All at once the wolves began to howl as though the moonlight
had had some peculiar effect on them. The horses jumped about and reared, and
looked helplessly round with eyes that rolled in a way painful to see. But the
living ring of terror encompassed them on every side, and they had perforce to
remain within it. I called to the coachman to come, for it seemed to me that our
only chance was to try to break out through the ring and to aid his approach,
I shouted and beat the side of the caleche, hoping by the noise to scare the wolves
from the side, so as to give him a chance of reaching the trap. How he came there,
I know not, but I heard his voice raised in a tone of imperious command, and looking
towards the sound, saw him stand in the roadway. As he swept his long arms, as
though brushing aside some impalpable obstacle, the wolves fell back and back
further still. Just then a heavy cloud passed across the face of the moon, so
that we were again in darkness.
When I could see again the driver was climbing
into the caleche, and the wolves disappeared.
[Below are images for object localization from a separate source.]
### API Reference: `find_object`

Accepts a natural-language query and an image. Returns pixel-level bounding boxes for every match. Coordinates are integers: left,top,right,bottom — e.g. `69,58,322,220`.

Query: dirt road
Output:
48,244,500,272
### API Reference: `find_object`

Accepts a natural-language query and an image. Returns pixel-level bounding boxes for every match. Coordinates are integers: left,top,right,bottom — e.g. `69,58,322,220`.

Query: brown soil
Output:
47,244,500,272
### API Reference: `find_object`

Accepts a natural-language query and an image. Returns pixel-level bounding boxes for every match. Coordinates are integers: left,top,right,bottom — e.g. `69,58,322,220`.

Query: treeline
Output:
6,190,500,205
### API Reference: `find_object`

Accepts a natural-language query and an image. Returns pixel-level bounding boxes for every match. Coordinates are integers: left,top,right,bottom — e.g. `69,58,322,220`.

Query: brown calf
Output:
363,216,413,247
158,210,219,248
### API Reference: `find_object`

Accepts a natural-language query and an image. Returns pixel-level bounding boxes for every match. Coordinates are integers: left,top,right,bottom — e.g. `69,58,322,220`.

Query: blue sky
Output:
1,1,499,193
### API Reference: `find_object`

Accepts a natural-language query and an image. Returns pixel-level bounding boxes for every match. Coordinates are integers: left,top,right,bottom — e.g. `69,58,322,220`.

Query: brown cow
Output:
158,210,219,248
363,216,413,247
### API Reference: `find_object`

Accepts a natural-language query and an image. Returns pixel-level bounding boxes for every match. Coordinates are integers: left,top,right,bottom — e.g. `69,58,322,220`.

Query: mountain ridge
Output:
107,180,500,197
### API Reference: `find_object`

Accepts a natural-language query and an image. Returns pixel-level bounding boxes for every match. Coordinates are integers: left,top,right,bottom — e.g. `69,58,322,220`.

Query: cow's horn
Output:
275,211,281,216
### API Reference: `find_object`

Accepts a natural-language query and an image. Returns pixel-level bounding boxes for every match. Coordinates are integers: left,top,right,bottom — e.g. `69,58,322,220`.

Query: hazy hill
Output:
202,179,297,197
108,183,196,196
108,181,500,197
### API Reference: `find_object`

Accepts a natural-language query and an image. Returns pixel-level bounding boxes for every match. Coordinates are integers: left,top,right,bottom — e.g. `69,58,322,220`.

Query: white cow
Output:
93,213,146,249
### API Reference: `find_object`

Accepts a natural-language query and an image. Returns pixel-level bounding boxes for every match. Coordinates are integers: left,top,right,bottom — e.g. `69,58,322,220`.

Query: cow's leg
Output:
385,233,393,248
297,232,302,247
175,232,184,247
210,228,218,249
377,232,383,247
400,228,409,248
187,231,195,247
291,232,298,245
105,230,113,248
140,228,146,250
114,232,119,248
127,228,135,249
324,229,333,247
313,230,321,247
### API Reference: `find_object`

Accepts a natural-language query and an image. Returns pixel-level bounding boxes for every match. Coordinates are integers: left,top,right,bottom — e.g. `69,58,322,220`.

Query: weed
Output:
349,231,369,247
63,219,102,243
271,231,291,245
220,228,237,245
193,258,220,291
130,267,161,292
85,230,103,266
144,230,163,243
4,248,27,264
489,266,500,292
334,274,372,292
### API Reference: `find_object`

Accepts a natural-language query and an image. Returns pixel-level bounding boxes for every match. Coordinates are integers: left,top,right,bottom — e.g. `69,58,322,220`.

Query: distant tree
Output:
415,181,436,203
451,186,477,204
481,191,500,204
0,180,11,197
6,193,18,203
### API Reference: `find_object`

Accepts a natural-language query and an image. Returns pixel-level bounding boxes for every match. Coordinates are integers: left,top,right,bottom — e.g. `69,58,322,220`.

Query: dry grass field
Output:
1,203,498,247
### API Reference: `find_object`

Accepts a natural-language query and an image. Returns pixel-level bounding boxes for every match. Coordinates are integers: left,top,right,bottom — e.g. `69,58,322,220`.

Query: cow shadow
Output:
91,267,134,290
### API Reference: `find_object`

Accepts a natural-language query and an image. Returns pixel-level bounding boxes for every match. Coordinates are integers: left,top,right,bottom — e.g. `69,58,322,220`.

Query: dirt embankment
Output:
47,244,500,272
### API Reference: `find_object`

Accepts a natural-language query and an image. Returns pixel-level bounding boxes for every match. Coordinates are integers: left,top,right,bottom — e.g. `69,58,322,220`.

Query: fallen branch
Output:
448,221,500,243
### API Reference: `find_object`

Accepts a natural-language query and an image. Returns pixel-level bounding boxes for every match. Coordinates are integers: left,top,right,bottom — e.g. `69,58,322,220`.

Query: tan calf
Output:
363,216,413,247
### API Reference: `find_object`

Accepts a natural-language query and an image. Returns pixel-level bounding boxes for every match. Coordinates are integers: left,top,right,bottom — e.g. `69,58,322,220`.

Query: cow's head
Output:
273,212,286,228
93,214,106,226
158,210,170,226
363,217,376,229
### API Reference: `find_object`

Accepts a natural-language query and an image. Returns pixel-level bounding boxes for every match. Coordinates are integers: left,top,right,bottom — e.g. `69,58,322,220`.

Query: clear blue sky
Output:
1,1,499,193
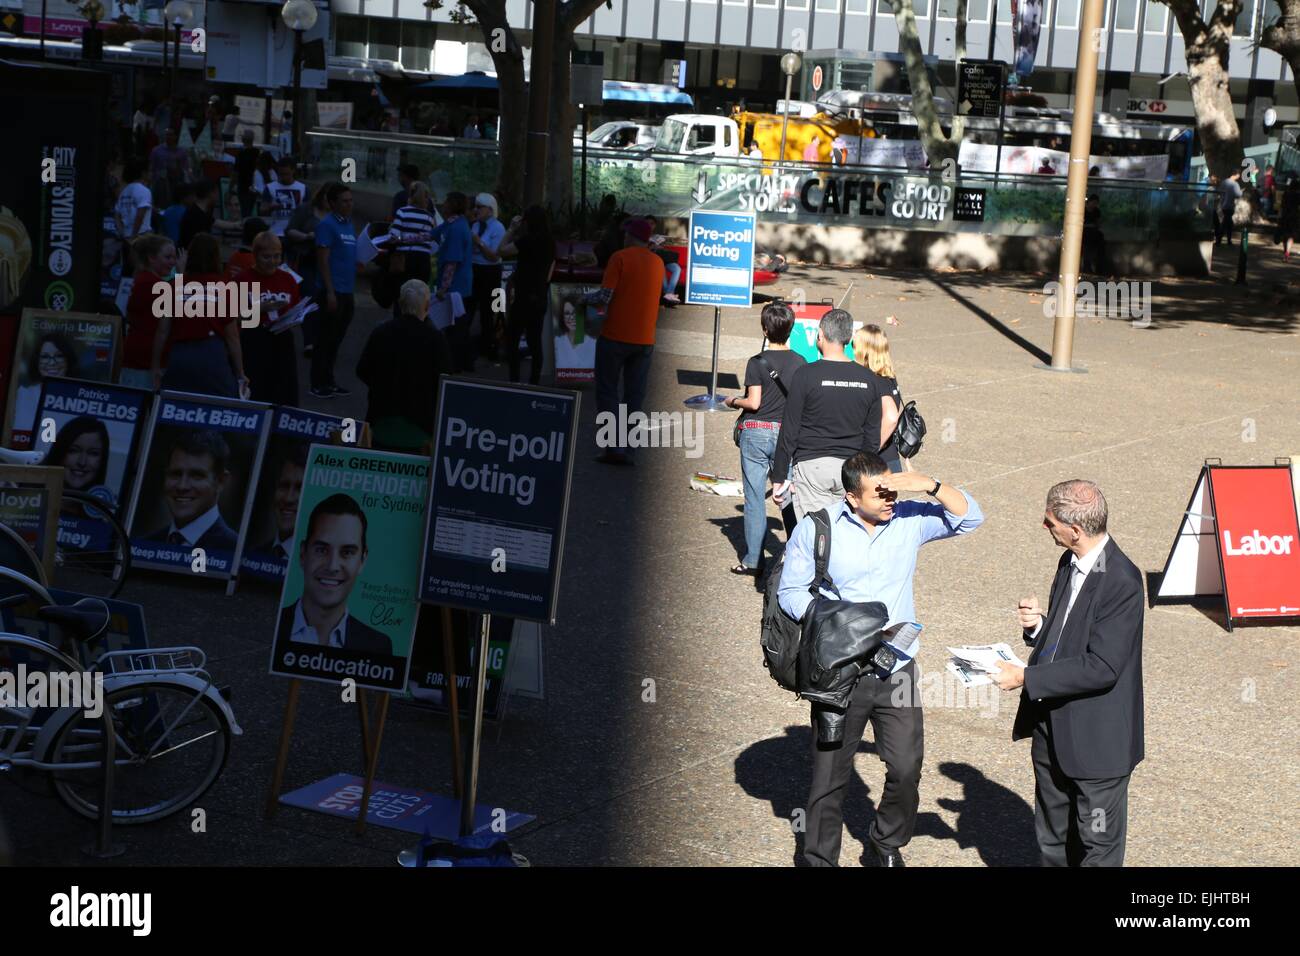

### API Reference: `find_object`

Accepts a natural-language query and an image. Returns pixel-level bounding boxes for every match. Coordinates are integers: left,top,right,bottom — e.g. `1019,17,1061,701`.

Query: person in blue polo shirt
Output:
312,183,358,399
429,191,476,372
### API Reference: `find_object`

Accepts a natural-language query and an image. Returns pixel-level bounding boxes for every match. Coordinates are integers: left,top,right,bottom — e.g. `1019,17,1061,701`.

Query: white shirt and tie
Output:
1028,534,1110,667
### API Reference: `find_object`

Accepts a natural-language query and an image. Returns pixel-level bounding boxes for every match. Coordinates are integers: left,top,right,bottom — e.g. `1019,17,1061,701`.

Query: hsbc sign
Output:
1127,99,1168,114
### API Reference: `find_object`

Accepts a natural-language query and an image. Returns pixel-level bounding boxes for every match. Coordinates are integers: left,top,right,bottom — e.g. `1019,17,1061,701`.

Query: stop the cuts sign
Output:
1210,465,1300,620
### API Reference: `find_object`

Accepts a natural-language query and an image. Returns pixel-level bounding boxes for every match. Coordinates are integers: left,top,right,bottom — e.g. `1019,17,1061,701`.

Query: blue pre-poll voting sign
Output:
419,379,579,623
684,210,757,308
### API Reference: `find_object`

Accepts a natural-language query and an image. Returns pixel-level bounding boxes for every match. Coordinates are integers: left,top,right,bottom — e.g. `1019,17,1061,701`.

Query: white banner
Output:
836,137,930,170
317,102,354,131
958,142,1169,181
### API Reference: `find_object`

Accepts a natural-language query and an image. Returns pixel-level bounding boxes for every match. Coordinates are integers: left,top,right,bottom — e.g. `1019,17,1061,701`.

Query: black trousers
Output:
804,660,924,867
506,291,546,384
1031,720,1130,867
310,292,354,389
469,263,504,358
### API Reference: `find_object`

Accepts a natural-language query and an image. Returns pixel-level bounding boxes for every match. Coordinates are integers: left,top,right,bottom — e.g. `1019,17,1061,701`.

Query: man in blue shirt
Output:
311,183,358,399
429,192,476,371
780,451,983,867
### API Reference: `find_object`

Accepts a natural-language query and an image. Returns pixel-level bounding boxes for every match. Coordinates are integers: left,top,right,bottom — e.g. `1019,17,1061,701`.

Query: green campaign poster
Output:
268,444,430,693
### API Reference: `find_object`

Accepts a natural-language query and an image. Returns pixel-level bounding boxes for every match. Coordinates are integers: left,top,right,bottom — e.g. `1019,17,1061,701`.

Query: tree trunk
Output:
890,0,965,167
1164,0,1244,180
462,0,527,211
1261,4,1300,105
546,39,576,215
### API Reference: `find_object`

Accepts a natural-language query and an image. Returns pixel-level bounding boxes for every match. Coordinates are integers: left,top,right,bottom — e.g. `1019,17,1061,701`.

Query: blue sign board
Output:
418,380,579,624
279,772,534,838
684,210,757,308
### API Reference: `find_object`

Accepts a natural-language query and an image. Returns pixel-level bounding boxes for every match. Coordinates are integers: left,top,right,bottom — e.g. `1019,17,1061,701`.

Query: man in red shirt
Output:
585,218,665,465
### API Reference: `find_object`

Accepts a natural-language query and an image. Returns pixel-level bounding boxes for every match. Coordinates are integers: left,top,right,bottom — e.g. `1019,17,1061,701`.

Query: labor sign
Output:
1156,463,1300,629
812,65,824,92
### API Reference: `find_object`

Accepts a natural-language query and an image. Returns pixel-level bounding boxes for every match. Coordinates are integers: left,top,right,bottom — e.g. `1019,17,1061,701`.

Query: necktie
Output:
1039,565,1082,662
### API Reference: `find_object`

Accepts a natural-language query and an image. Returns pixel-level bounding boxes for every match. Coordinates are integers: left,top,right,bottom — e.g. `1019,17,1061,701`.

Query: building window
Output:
938,0,990,19
400,21,435,72
1114,0,1137,29
1143,0,1167,32
997,0,1012,22
846,0,869,12
369,18,400,63
335,15,367,59
877,0,928,14
786,0,810,11
1055,0,1078,29
816,0,840,11
754,0,778,7
1234,0,1257,36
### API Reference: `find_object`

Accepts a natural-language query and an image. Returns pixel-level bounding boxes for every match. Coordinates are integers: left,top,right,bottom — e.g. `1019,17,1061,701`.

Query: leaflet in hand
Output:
945,643,1025,688
266,296,318,334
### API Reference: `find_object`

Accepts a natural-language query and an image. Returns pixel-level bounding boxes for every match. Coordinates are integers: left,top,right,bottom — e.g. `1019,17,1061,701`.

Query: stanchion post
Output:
458,611,492,837
1048,0,1105,371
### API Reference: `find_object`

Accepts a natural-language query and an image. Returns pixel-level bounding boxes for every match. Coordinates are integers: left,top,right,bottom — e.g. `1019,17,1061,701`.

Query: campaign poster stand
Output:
417,379,579,839
0,464,64,581
261,429,459,834
683,210,757,411
1156,459,1300,631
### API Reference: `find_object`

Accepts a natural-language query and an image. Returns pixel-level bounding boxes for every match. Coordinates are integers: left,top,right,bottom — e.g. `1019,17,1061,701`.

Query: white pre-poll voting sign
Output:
684,210,757,308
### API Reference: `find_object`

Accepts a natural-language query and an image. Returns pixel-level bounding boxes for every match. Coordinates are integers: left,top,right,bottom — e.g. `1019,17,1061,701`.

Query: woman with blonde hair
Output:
852,323,905,473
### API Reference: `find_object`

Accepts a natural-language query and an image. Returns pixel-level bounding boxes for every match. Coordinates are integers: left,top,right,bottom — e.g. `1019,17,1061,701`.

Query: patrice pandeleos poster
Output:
269,445,429,693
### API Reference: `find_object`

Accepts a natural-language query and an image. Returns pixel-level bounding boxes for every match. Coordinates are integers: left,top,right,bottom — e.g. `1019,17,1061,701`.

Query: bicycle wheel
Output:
51,491,132,600
48,680,230,824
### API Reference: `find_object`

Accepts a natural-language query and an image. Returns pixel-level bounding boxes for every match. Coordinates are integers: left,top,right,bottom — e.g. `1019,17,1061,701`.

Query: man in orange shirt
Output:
585,218,665,465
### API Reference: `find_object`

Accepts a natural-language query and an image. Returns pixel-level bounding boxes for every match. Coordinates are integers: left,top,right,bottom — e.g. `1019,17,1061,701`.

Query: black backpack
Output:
761,509,833,692
894,400,926,459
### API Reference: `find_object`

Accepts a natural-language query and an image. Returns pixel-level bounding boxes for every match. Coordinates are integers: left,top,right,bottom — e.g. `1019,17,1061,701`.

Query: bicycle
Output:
0,446,132,599
0,568,241,825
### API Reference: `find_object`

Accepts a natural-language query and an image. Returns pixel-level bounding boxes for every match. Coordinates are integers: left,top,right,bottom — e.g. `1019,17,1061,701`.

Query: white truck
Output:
653,114,743,158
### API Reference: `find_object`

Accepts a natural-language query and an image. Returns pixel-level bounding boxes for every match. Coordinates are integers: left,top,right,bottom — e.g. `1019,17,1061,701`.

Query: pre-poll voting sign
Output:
419,380,579,623
684,210,756,308
125,392,272,580
269,445,428,693
33,378,152,555
1156,463,1300,629
241,408,364,583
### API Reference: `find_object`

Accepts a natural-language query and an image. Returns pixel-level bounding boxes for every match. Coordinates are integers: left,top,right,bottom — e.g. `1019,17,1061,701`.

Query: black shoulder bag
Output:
734,353,788,447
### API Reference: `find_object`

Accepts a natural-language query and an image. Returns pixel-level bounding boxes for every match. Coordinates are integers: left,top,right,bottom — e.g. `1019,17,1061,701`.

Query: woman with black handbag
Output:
724,302,806,577
852,323,906,473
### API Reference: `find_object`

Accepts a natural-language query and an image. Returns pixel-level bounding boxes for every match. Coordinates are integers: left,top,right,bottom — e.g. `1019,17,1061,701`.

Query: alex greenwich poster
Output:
269,445,428,693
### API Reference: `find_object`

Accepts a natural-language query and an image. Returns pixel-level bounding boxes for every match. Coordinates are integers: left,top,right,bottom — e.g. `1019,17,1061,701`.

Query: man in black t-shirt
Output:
178,180,217,250
771,309,884,521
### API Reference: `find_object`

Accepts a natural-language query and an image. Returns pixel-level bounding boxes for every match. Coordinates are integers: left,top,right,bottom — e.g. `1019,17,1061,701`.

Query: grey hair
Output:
820,308,853,346
407,181,429,206
398,279,431,318
1046,479,1108,535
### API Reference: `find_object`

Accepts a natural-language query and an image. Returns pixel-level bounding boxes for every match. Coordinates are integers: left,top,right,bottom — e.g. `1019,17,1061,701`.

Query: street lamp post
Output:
778,51,802,172
163,1,195,101
281,0,319,160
This was all so strange and uncanny
that a dreadful fear came upon me, and I was afraid to speak or move. The time
seemed interminable as we swept on our way, now in almost complete darkness, for
the rolling clouds obscured the moon.
We kept on ascending, with occasional
periods of quick descent, but in the main always ascending. Suddenly, I became
conscious of the fact that the driver was in the act of pulling up the horses
in the courtyard of a vast ruined castle, from whose tall black windows came no
ray of light, and whose broken battlements showed a jagged line against the sky.